Bericht


Gelungener Auftakt in die Rückrunde

SG 2 mit verdientem Sieg – Roming zeigt sich in Topform

Am vergangenen Samstag läuteten die Metzger/Schinle Männer die Rückrunde ein. Gegner war die Drei-Landkreise-Spielgemeinschaft aus Lauterbach, Hornberg und Triberg. Auf Schramberger Seite waren ganze 4 (in Worten: vier) gelernte Rückraumspieler auf dem Spielberichtsbogen eingetragen. Auch ein zweiter Kreisläufer war im Kader der Uhrenstädter nicht zu finden. Gerüchten zu Folge wurde der fehlende Kreisläufer schon am frühen Abend auf der Teufelsnacht in Aichhalden gesichtet. #DamianMachtsWieBeimKlaus

Julian Roming war es vorbehalten den Torreigen zu eröffnen. Zu Beginn fand die SG Abwehr noch nicht richtig statt. Abwehrchef Simon King konnte seine Mannen aber nach runde 10 Minuten besser sortieren. Beim 8:7 waren die Wasserfallpiraten zum letzten Mal auf Tuchfühlung. Danach konnten sich die Da-Bach-na-Fahrer-Städter durch Tore von Möller, Roming und zweimal Bantle auf 5 Tore absetzen. In dieser Phase zeigte Torhüter Krause, dass er trotz der feucht fröhlichen Fasnetsveranstaltung bei den Pfrieme-Stumpe am Vorabend liefern kann. Er parkte den großen Omnibus aus seiner Autosammlung in der Kiste, so dass die Geckos nicht mehr wussten, wie sie einen Ball an Krause vorbeibringen sollen.

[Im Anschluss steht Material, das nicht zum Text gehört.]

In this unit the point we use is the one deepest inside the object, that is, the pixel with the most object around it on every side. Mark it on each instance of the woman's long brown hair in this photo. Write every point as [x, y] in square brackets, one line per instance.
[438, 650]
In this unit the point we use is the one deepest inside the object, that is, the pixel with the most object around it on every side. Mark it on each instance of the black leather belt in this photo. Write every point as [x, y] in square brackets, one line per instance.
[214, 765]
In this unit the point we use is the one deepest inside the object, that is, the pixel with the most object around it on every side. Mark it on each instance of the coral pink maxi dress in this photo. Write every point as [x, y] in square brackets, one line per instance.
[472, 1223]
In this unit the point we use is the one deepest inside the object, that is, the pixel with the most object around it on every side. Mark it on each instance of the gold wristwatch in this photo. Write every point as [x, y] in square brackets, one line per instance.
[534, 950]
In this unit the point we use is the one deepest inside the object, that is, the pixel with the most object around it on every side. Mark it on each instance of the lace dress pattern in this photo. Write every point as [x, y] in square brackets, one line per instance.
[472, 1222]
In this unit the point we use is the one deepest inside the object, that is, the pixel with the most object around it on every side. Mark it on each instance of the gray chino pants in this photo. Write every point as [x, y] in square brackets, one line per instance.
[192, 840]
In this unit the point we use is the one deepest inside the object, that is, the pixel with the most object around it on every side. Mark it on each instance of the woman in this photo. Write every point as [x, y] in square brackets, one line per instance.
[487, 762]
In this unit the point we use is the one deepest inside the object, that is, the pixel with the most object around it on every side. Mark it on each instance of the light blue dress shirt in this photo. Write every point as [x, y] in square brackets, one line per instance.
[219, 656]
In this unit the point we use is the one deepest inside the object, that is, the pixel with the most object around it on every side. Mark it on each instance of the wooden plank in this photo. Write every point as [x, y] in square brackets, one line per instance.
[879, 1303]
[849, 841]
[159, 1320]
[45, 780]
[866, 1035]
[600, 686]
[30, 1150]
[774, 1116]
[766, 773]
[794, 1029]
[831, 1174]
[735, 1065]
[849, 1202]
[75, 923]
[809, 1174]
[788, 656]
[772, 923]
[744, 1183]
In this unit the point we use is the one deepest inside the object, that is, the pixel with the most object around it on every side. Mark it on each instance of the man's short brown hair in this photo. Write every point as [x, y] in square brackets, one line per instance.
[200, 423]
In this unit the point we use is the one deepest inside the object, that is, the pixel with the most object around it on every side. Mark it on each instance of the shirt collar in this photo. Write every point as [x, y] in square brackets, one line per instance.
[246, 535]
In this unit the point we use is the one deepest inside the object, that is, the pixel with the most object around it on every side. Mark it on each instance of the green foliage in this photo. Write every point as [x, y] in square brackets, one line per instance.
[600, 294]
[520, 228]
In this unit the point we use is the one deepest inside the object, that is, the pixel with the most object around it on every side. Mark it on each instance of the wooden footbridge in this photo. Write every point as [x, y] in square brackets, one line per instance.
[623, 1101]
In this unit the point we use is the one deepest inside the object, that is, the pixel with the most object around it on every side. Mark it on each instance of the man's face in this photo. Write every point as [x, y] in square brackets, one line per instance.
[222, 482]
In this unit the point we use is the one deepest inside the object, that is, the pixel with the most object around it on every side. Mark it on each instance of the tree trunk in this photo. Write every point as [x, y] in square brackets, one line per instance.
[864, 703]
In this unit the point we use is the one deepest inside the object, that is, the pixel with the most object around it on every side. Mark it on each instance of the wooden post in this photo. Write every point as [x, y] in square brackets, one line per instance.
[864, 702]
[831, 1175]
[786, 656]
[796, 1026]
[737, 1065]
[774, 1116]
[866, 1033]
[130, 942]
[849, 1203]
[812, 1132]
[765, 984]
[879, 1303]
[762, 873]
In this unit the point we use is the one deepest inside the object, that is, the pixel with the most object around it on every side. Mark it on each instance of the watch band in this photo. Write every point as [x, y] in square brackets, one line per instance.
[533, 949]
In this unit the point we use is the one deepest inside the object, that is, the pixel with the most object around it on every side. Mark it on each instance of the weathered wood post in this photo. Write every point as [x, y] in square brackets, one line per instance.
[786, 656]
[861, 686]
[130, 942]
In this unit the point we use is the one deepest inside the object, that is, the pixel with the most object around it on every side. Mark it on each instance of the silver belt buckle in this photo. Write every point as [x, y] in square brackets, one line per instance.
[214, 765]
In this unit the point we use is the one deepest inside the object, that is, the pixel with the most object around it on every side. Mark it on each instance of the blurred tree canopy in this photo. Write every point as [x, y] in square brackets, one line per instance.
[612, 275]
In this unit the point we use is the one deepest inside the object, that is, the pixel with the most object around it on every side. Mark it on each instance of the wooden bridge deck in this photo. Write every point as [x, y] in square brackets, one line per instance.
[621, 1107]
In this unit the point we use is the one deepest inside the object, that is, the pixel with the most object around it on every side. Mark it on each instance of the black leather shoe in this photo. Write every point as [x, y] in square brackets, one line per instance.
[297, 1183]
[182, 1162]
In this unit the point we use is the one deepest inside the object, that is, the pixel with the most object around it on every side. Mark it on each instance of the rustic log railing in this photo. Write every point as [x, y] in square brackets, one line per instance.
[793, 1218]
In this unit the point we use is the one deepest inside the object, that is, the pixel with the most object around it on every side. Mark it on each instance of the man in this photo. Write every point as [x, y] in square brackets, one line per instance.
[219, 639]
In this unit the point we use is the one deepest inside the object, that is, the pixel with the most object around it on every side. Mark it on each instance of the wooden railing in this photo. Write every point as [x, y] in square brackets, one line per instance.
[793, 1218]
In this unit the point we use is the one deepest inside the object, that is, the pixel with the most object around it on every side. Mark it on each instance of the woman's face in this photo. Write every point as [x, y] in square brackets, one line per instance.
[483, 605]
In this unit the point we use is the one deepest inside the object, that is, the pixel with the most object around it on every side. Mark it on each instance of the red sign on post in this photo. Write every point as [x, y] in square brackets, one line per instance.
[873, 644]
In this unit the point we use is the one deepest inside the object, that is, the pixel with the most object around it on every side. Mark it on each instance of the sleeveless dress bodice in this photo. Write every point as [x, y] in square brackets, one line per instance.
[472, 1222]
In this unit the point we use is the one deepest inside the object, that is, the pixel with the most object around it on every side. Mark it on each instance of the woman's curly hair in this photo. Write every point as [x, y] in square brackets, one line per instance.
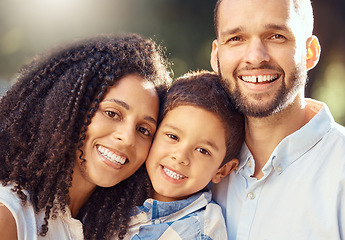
[44, 117]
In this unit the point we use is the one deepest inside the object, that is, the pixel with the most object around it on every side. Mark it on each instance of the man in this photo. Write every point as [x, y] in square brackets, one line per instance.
[290, 183]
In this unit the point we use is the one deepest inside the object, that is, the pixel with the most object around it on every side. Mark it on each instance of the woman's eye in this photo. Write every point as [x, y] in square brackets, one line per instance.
[144, 131]
[112, 114]
[172, 136]
[235, 39]
[278, 36]
[203, 151]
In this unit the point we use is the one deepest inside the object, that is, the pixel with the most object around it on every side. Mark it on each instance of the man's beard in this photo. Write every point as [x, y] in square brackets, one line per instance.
[280, 101]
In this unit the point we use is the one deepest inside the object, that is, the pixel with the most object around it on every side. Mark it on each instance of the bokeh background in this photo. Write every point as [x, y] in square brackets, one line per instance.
[184, 27]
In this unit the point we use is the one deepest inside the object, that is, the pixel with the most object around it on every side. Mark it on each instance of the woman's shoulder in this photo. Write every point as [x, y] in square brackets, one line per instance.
[16, 216]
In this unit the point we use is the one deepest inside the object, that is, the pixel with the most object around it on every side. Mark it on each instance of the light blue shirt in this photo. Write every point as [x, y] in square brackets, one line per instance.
[302, 193]
[196, 217]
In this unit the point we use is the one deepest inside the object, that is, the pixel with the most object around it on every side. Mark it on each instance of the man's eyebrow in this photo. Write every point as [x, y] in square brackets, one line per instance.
[122, 103]
[267, 26]
[232, 31]
[127, 107]
[277, 27]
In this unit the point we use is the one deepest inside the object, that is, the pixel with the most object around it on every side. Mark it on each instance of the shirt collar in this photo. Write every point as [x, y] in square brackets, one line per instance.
[156, 209]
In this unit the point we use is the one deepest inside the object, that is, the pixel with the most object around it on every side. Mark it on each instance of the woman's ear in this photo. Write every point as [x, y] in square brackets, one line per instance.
[225, 170]
[313, 52]
[214, 56]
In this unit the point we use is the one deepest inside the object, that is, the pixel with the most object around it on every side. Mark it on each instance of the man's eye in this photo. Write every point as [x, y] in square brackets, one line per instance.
[144, 131]
[203, 151]
[278, 36]
[172, 136]
[235, 39]
[112, 114]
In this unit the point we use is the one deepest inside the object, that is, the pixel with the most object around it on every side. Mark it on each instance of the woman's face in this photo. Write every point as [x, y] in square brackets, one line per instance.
[120, 134]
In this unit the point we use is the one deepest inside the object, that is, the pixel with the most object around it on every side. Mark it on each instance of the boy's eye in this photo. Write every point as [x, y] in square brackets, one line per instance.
[172, 136]
[144, 131]
[112, 114]
[203, 151]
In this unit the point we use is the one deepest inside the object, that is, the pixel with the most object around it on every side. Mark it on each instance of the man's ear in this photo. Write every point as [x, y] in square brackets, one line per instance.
[313, 52]
[225, 170]
[214, 56]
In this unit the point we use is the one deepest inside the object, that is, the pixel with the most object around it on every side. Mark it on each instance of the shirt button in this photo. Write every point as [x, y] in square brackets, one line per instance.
[157, 221]
[251, 196]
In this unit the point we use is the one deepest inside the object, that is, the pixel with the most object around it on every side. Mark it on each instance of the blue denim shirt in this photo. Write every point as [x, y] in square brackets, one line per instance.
[196, 217]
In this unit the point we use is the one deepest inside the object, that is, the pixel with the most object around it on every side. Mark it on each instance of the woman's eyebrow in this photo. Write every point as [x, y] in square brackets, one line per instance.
[122, 103]
[127, 107]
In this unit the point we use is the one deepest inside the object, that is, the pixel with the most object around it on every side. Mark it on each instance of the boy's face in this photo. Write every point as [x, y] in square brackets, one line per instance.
[187, 151]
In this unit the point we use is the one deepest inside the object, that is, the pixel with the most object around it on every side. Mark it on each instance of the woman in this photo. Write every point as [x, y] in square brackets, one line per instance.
[78, 122]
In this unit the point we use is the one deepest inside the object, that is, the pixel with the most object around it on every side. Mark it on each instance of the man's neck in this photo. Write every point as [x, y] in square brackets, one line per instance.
[264, 134]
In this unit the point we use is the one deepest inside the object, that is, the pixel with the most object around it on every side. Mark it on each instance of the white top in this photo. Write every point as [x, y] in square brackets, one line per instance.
[28, 223]
[302, 192]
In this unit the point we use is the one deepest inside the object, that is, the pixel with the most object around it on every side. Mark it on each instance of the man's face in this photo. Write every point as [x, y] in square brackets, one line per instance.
[260, 53]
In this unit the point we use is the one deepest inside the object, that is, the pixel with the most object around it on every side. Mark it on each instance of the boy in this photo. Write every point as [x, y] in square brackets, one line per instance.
[196, 143]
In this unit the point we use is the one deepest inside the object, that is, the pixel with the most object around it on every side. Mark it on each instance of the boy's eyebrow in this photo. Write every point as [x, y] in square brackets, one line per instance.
[127, 107]
[207, 142]
[171, 126]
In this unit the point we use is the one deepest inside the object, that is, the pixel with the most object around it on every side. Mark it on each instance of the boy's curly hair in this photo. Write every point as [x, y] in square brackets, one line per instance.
[44, 117]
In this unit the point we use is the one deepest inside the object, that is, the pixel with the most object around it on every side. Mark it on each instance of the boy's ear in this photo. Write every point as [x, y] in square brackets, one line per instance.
[225, 170]
[313, 52]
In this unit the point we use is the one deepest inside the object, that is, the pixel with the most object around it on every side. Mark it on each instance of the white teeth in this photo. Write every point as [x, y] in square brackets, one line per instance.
[260, 78]
[111, 156]
[173, 174]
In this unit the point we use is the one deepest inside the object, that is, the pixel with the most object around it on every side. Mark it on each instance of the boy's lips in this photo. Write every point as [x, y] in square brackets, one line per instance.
[112, 156]
[172, 174]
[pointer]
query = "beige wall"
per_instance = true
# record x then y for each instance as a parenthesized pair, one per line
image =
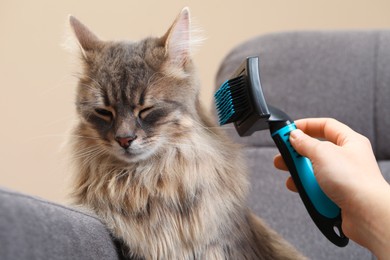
(37, 86)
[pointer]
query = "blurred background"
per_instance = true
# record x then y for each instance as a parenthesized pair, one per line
(37, 86)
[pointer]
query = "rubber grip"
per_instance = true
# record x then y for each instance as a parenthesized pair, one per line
(324, 212)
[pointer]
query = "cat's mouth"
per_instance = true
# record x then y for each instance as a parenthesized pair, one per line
(135, 154)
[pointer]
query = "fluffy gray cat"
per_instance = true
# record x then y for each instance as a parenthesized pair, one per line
(151, 164)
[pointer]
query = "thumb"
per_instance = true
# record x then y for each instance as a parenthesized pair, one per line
(304, 144)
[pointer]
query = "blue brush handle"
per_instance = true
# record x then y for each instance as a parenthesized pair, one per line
(324, 212)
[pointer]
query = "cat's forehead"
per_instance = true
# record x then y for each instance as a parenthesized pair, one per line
(124, 71)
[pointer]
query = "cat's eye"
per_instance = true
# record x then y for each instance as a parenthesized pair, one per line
(144, 112)
(104, 112)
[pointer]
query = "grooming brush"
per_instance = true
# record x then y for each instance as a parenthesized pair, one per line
(240, 100)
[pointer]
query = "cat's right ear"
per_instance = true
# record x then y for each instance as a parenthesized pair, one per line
(86, 39)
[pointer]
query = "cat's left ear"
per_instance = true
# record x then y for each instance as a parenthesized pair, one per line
(86, 39)
(177, 39)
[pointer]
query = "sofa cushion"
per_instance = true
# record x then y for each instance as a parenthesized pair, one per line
(31, 228)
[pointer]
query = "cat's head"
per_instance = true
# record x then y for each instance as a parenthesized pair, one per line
(135, 98)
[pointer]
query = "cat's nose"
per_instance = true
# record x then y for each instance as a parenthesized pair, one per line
(125, 142)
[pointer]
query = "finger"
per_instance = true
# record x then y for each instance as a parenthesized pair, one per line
(279, 163)
(291, 185)
(328, 128)
(304, 144)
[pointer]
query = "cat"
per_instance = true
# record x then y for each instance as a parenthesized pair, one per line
(150, 162)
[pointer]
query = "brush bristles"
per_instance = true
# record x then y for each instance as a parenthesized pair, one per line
(231, 100)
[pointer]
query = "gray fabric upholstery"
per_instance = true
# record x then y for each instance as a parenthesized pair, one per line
(344, 75)
(31, 228)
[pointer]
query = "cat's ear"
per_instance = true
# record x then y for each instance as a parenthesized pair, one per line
(86, 39)
(177, 39)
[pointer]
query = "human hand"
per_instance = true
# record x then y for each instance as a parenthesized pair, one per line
(347, 171)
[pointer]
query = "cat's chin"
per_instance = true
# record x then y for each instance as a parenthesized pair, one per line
(132, 157)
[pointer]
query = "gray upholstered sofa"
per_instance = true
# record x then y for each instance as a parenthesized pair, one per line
(345, 75)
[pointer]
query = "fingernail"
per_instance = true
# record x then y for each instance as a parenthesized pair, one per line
(295, 134)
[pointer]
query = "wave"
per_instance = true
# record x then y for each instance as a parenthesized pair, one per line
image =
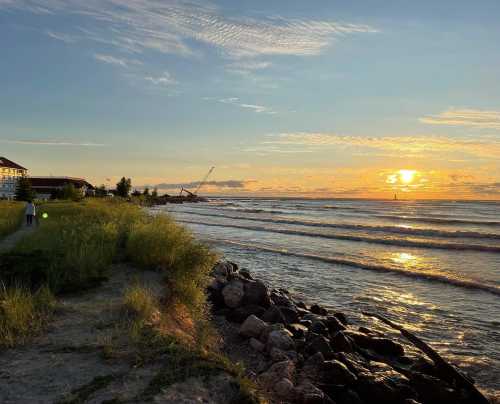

Beim 15:11 wurden die Seiten gewechselt. Coach Metzger zeigte sich im Großen und Ganzen recht zufrieden mit der Vorstellung seiner Krieger. Allerdings forderte er für die 2. Halbzeit noch deutlich mehr Leidenschaft und Galligkeit. Man hatte zwar viele gute Aktionen in der Abwehr, jedoch wurden diese zumeist völlig emotionslos hingenommen. Dementsprechend elektrisiert gingen die Talstädter auch nach der Pause zu Werke. Schnell konnte der Vorsprung auf 7 Tore in der der 35. Minute ausgebaut werden. Danach kehrte aber der - in Schramberg wohlbekannte -Schlendrian ein und die Spieler nahmen den Fuß zunehmend vom Gas. Auch die von Coach Schinle in der Pressekonferenz vor dem Spiel geäußerten Sorgen um seinen Spielmacher Möller bestätigten sich in dieser Phase. Selbst unter den schlank machenden und eleganten T-Shirts der Squadra Azzura zeichnete sich der über die Feiertage angetrunkene Spezibauch deutlich ab. Auch sein ansonsten gestählter Bizeps wirkte eher wie eine schlechte Kopie des Muskels von Kate Moss. Nichtsdestotrotz trieb der gelernte Balldieb in der Abwehr wie gewohnt sein Unwesen. Konditionell baute er jedoch ungewöhnlich schnell ab. Nach dem ihn Obergecko Thomas Storz nach knapp 50 Minuten leichtfüßig ausgetanzt hatte und Pascal dabei schneller flach lag als Gina Lisa auf Roofies, täuschte der Balldieb gekonnt einen Krampf vor und ließ sich vom medizinischen Personal der Schramberger vom Feld tragen. In dieser Phase war es immer wieder Julian „Biber“ Roming der mit seinen feuerfesten Handschuhen die Kohlen für die SG Schramberg aus dem Feuer holte. Zielstrebigkeit gepaart mit für ihn ungewöhnlich hoher Dynamik und ungewohnter Cleverness brachten das Trainergespann Schinle/Metzger immer wieder zum Strahlen. Ebenfalls treffsicher zeigten sich Jan „Speedy“ Bantle und Marco „Eule“ Meyer. Speedy war insbesondere im Gegenstoß kaum aufzuhalten; Eule seinerseits zeigte sich von der Siebenmeterlinie eiskalt und hämmerte alle 5 Siebener gekonnt und mit Überzeugung in die Maschen.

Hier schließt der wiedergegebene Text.